Personal

Day 4: Money, Financial Impotence, and more

Have you seen this Atlantic article about the secret shame of the middle class?

It's….I have a lot of thoughts about it, which I will surely not be able to elaborate sufficiently in the time I have allotted.

So let's start at the beginning. This whole article totters along, flopping between actual statistics from economists and the anecdotal evidence of his life. I deeply respect that he wrote and published this piece. It's a good piece, outlining some very real and very scary realities…and they're not so uncommon as we want to believe. I mean, 47% of American adults can't come up with $400 in an emergency. Yowza. And I appreciate that he connected them to the very real questions of a single life–his own. The circumstances that led him to think he needed to empty his 401(k) to pay for his daughter's wedding. To think that both kids should go to very expensive private schools. He ruined himself financially for things that other people only dream of.

I'm tired of the middle class feeling entitled to getting all the things, or making sure your kid gets all the things, partially because I feel entitled to all the things and it has brought me nothing but grief and grievances. But I'm learning. The new part of me knows that none of these things are promised to us.

I am always sort of curious about the case of my sister and me. She has always been great with money. Just tonight we were joking about how she had my dad set up a bank account for her. She was 12, I was 16. I literally had zero idea of what she would do with a bank account, because I had no money. She, on the other hand, was sitting on $800 cash that she had saved up from birthday gifts over the last ten years.

We started from the same place, but we are not there now. In her, I see the effects of smart financial decisions. In me, I see the effects of poor financial decisions.

I live, like the writer of the article, a life that is like a shadow projected on a wall–it looks much bigger than it is. Sure, I have my ways of savings–I don't own many clothes, we have a rusty old car. But I have lived beyond my means. There's no other way to say it. So of course I am financially unstable. I am on the edge of the cliff…but I am changing that.
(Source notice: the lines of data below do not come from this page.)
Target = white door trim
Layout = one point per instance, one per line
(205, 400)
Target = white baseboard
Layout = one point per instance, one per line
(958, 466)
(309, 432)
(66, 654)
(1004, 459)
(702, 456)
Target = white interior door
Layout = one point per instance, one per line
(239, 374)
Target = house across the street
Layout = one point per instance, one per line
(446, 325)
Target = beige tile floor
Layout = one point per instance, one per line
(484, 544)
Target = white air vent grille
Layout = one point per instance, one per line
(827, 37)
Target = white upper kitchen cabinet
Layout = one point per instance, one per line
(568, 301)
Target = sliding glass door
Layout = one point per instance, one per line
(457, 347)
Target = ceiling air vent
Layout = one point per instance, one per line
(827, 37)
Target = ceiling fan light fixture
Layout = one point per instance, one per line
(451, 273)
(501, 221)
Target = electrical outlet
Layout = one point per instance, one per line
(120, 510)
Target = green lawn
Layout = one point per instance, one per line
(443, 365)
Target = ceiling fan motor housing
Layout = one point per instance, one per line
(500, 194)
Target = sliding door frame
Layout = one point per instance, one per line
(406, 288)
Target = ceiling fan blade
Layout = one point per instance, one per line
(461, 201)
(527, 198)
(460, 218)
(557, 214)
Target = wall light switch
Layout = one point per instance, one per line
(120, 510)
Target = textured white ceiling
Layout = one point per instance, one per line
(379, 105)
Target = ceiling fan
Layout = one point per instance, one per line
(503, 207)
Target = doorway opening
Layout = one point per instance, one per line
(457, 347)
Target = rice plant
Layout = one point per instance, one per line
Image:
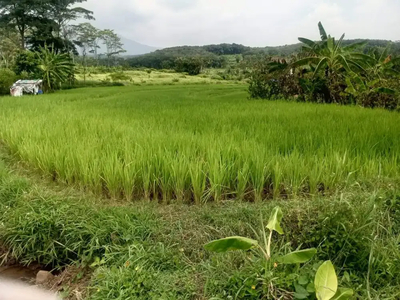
(199, 143)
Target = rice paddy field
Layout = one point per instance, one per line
(116, 190)
(199, 143)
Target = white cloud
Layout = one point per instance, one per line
(251, 22)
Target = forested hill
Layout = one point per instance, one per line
(164, 58)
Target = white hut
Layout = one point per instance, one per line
(26, 87)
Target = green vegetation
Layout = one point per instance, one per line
(199, 144)
(84, 173)
(145, 251)
(330, 72)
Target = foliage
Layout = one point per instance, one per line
(190, 65)
(241, 243)
(119, 76)
(56, 68)
(40, 19)
(7, 79)
(9, 47)
(330, 71)
(26, 62)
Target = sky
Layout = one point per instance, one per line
(258, 23)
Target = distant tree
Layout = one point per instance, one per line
(9, 47)
(64, 11)
(86, 38)
(55, 68)
(113, 43)
(190, 65)
(20, 14)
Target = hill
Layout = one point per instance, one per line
(164, 58)
(135, 48)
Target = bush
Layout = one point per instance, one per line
(7, 79)
(120, 76)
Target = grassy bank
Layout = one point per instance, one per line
(147, 251)
(200, 143)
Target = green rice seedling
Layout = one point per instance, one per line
(199, 143)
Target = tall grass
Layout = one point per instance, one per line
(199, 143)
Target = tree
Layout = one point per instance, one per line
(20, 14)
(9, 47)
(86, 38)
(64, 11)
(330, 56)
(113, 43)
(56, 68)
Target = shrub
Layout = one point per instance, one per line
(119, 76)
(7, 79)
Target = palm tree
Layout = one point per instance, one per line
(56, 68)
(330, 55)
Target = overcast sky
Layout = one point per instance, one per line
(165, 23)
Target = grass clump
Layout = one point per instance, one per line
(146, 251)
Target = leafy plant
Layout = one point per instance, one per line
(274, 225)
(326, 284)
(56, 68)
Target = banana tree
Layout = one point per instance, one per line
(331, 56)
(56, 68)
(274, 225)
(382, 65)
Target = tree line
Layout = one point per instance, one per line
(331, 71)
(37, 40)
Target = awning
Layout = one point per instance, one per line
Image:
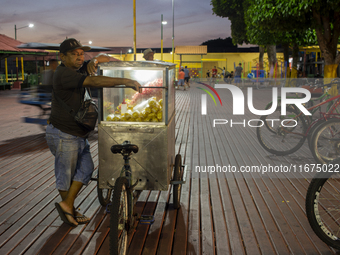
(55, 46)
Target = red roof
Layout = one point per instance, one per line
(8, 44)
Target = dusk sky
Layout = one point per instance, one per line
(110, 22)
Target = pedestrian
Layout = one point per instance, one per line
(238, 72)
(214, 72)
(67, 140)
(187, 76)
(148, 54)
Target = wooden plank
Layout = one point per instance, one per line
(151, 243)
(139, 236)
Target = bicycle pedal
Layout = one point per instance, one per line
(147, 219)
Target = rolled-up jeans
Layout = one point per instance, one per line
(73, 161)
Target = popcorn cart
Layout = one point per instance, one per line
(147, 119)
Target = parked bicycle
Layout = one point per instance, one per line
(283, 135)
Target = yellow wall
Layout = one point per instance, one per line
(221, 60)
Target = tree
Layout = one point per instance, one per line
(235, 10)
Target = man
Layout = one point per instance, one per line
(65, 138)
(148, 54)
(237, 73)
(214, 72)
(186, 76)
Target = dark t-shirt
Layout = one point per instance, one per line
(68, 86)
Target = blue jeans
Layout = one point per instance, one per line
(73, 161)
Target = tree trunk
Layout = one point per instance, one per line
(328, 36)
(271, 52)
(286, 58)
(261, 50)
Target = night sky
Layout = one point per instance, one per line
(110, 22)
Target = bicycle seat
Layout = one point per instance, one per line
(125, 147)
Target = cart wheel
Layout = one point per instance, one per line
(119, 221)
(104, 195)
(177, 177)
(43, 117)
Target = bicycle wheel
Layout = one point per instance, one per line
(119, 221)
(177, 177)
(322, 207)
(311, 132)
(326, 141)
(282, 134)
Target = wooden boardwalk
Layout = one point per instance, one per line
(221, 213)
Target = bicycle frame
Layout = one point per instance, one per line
(127, 172)
(325, 115)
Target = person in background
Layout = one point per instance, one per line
(238, 73)
(148, 54)
(181, 76)
(208, 74)
(214, 72)
(186, 77)
(66, 139)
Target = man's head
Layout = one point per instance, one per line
(72, 53)
(148, 54)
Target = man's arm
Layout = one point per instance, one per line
(92, 65)
(105, 81)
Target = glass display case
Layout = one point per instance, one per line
(127, 105)
(144, 118)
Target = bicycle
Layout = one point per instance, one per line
(322, 204)
(277, 129)
(123, 220)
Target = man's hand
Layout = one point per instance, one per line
(92, 66)
(133, 84)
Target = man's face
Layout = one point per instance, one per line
(73, 59)
(149, 56)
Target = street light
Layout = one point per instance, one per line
(162, 23)
(15, 28)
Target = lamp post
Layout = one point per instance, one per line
(162, 23)
(15, 29)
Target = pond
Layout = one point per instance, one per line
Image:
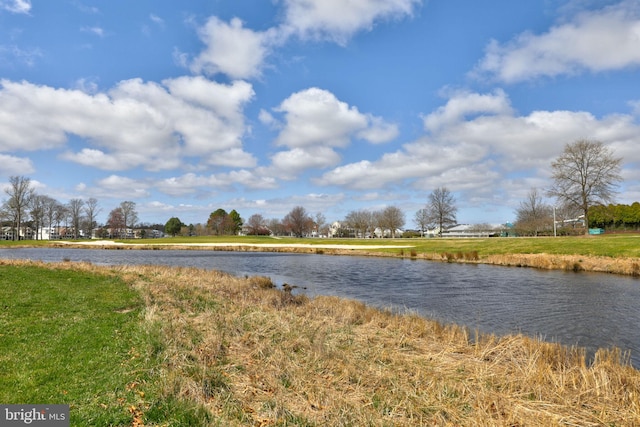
(591, 310)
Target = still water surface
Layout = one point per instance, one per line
(587, 309)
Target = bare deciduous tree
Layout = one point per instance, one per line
(533, 215)
(298, 221)
(391, 218)
(422, 220)
(257, 225)
(442, 208)
(586, 173)
(129, 214)
(360, 221)
(20, 193)
(75, 212)
(91, 211)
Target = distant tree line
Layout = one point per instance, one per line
(620, 216)
(25, 214)
(584, 179)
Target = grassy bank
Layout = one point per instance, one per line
(77, 337)
(616, 254)
(235, 351)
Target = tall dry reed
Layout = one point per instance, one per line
(256, 355)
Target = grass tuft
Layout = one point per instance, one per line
(206, 348)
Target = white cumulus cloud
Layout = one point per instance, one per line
(599, 40)
(338, 20)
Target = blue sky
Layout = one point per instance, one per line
(333, 105)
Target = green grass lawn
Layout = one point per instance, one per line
(77, 338)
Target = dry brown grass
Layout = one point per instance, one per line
(255, 355)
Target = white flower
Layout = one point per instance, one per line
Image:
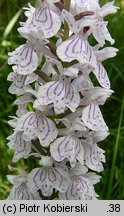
(20, 190)
(47, 178)
(22, 147)
(36, 125)
(100, 72)
(69, 147)
(108, 8)
(85, 5)
(77, 46)
(94, 156)
(81, 186)
(97, 95)
(45, 19)
(25, 58)
(93, 119)
(62, 93)
(20, 82)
I spent my savings rather than putting myself out there and hustling as a freelancer, because I was more comfortable losing money than asking for money. I thought that somehow success was my right and I would get there, and I spent my savings, and now I'm financially unstable, a phrase that makes a lot more sense to me than “financial impotence”.
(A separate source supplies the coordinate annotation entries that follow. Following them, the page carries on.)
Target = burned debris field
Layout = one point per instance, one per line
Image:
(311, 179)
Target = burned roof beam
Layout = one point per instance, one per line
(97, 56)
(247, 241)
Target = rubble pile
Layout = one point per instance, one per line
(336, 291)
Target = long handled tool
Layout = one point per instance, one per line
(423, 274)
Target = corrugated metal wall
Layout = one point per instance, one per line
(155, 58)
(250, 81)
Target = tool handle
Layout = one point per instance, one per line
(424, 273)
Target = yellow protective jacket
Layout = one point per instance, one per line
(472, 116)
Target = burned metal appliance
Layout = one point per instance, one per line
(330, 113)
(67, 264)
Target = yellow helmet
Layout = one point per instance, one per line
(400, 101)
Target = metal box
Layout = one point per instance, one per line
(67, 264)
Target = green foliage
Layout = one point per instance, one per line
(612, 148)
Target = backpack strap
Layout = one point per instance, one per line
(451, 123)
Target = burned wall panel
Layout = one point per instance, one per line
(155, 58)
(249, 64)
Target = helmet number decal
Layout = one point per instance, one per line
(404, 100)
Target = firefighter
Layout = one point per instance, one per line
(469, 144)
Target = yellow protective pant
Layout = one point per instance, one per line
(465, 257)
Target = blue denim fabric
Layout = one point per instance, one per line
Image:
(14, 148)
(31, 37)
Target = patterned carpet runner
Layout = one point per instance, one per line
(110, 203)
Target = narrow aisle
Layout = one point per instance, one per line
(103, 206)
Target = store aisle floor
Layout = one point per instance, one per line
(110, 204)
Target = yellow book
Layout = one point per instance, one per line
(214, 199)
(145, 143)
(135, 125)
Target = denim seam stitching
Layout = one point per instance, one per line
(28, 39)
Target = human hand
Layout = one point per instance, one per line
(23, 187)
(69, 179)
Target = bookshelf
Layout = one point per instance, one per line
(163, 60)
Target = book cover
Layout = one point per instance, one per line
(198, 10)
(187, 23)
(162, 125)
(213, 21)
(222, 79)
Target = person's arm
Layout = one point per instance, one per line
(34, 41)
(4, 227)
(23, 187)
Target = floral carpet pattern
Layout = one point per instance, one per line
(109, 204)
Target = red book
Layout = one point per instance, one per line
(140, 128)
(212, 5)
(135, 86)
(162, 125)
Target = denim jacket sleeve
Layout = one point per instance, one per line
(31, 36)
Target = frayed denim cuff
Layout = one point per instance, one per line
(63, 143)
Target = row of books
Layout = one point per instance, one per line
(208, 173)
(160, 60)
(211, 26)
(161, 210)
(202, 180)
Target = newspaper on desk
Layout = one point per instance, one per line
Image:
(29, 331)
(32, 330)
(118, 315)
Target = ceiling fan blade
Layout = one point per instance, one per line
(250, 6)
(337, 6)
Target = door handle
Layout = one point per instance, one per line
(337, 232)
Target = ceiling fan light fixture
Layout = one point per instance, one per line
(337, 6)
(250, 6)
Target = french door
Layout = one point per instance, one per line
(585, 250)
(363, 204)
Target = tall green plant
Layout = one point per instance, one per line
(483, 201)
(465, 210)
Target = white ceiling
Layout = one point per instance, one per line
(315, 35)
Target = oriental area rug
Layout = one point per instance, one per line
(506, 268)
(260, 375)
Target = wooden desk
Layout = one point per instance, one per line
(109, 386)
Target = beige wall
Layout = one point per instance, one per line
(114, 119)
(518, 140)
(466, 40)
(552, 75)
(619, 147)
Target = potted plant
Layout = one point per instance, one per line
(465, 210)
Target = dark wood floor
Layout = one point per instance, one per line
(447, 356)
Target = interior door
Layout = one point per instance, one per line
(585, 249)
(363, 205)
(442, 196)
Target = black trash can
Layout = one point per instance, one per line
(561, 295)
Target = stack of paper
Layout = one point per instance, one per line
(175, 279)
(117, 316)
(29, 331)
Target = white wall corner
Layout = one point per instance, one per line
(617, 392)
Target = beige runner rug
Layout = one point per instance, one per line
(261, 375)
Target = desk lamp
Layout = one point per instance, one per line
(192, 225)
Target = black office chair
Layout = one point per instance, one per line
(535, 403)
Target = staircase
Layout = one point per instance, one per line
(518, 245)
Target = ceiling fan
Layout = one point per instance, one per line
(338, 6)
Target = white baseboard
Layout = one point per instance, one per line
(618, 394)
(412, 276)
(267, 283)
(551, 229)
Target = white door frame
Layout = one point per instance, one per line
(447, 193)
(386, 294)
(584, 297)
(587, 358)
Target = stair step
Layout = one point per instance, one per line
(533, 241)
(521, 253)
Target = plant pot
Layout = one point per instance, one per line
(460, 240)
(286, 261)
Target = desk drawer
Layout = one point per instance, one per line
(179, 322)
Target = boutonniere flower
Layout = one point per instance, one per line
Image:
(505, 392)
Let's talk about that for a moment. I mean, metaphors matter. What is impotence, here? Impotence as a lack of action, a lack of power. A body that doesn't do what you want it to. I refuse to believe I have no power in this matter. I may have less power than I wish, I certainly have less power than some, but I just don't want to be convinced that it's not going to happen. Let's be frank: There are people who ARE making money. There are people who DO feel empowered financially.

I don't regret spending my savings. What I regret is not working harder every day to get new clients, to get more money in the door. Not asking for more money. Not believing I was worth other people's money. What a terrible thing to think about yourself. How demoralizing to see people you don't respect making money while all the time you whisper: You're not worth that much to yourself.

You're not worth that much.

It doesn't get much more awful. If a boss or a lover told one of my friends that, they would be Dead. To. Me. And yet, that's what I said to myself, all the time. Something I still say, in new and imaginative ways.

Of course, there are very real problems with the economic situation overall. We can't all just decide to make a million dollars (can't we?) Let's agree that yes, things are well and truly fucked for the average American, which all the stats in that article point to.

Then what?

I don't know how to fix the big picture yet. But financial illiteracy is one thing we can individually work to fix. We can read books. We can take classes. We can support each other. We can share our stories. We can hire each other. We can grow and become the big bosses of the future who don't fuck everyone over. We can say Yes, we want to make money, and Yes, we want to spend it on a good living wage for our people.

I have started to fix it for myself and in some ways, reading this article was a relief. Six months ago I would have read it and felt uncomfortable and unsure of what to take away from it. Is this true? Should I be worried? Fucking rich people. Fucking poor people. And so on. Reading it now I could see what mistakes he was making, and why he made them. I could see that because I've had to start sorting that out for myself.

It's a long race and I am still at the starting line. For a while I couldn't even FIND the race. I have learned that I have a relationship with my money, whether I tend it or not. Right now my big wins look like finding a savings account with a 1% interest rate instead of an 0.02% interest rate. My big wins look like tiny wins, but I'm delighted by them.